The Yakama Nation referred to Rattlesnake Mountain as Lalíik, meaning "land above the water". Some historians speculate that the origin of the name Lalíik refers to the inundation of the Columbia River Plateau during the Missoula Floods, as Rattlesnake would have been one of the few mountains not completely inundated by flood waters reaching depths of 1200 ft (366 m). Geologists have found glacial erratics on Rattlesnake at heights up to this level. However, there is scant evidence placing human settlements in the area at the time of the floods, 12 to 13 thousand years ago. Lalíik is held sacred by native peoples of the Columbia Plateau, including the Nez Perce, Umatilla, Wanapum, Cayuse, Walla Walla, and Yakama, and remains a spiritual epicenter to this day.

In 1943, Rattlesnake Mountain was seized by the United States government under eminent domain and became a buffer zone for the nuclear project at the Hanford site. In 1955, US Army installed a Nike Ajax missile base on the southeastern end of the ridge and maintained it until December 1958, when it was closed.

==Rattlesnake Mountain Observatory==
The Rattlesnake Mountain Observatory was established at the summit in 1966, utilizing some of the former missile base infrastructure, and remained there until its relocation near Wallula, Washington in 2009. The observatory's main telescope was installed in 1971 and is a 32-inch (0.8-meter) telescope housed inside a 24-foot domed enclosure. This telescope is the largest permanently mounted telescope in Washington State. The telescope was used regularly through the early 1980s, but soon fell into disuse. Due to its location, renovations and upgrades were done to allow for remote control. Observatory operations were directed by a local nonprofit group founded by scientists and engineers from the Pacific Northwest National Laboratory at Hanford.

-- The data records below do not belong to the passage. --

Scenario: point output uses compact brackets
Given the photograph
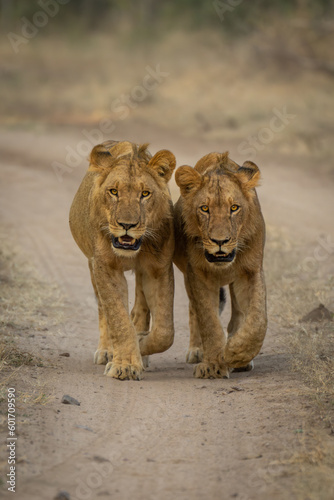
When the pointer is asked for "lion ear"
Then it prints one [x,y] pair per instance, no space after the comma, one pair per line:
[249,174]
[163,163]
[188,179]
[103,155]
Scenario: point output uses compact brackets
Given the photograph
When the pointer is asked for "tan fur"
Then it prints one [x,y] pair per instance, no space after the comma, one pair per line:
[215,232]
[109,218]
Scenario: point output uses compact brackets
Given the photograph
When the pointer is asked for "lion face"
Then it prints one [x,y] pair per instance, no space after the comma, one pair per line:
[132,194]
[217,196]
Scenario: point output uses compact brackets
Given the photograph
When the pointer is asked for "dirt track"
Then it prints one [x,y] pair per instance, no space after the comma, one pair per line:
[170,435]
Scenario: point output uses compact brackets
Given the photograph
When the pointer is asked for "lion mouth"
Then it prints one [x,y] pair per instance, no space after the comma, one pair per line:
[220,256]
[126,242]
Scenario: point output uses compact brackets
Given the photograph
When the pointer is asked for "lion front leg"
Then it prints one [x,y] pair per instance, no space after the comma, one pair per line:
[195,350]
[158,286]
[248,324]
[104,352]
[204,302]
[140,314]
[112,290]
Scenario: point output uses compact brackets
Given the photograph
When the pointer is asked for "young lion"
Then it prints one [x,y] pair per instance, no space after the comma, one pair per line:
[121,219]
[219,240]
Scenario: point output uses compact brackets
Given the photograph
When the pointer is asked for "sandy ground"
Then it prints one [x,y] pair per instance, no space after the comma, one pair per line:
[170,435]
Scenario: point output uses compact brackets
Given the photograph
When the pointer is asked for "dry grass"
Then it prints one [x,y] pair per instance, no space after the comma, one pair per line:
[219,90]
[27,304]
[291,296]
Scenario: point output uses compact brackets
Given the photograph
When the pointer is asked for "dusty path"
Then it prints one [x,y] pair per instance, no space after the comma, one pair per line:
[169,436]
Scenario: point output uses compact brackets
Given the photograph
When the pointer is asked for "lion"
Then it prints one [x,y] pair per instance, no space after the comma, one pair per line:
[121,218]
[219,240]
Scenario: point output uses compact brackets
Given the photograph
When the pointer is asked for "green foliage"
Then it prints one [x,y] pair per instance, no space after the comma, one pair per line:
[154,15]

It was announced 14 March 2008 that the Department of Energy would not renew the permit, license or easements for the observatory or most of the other entities that maintain communication equipment on the mountain. The area would instead be returned to its natural conditions, citing the cultural sensitivity of the area. The removal of the observatory from Rattlesnake Mountain began in the latter part of May, 2009, and was completed in June of the same year. In late 2012, the telescope moved into its new home at Pacific Northwest Regional Observatory in the hills near Wallula, Washington.

==Public access==
Section 3081, "Ensuring public access to the summit of Rattlesnake Mountain in the Hanford Reach National Monument", of the Carl Levin and Howard P. “Buck” McKeon National Defense Authorization Act for Fiscal Year 2015 directs the Secretary of the Interior to provide public access (including motorized access) to the summit of Rattlesnake Mountain. The Yakama Nation objected to opening their sacred site to motorized access. Access was expected to begin in Fall 2019, but it was still closed in October 2020 as the Fish and Wildlife Service has not released a final environmental study amid continued consultations.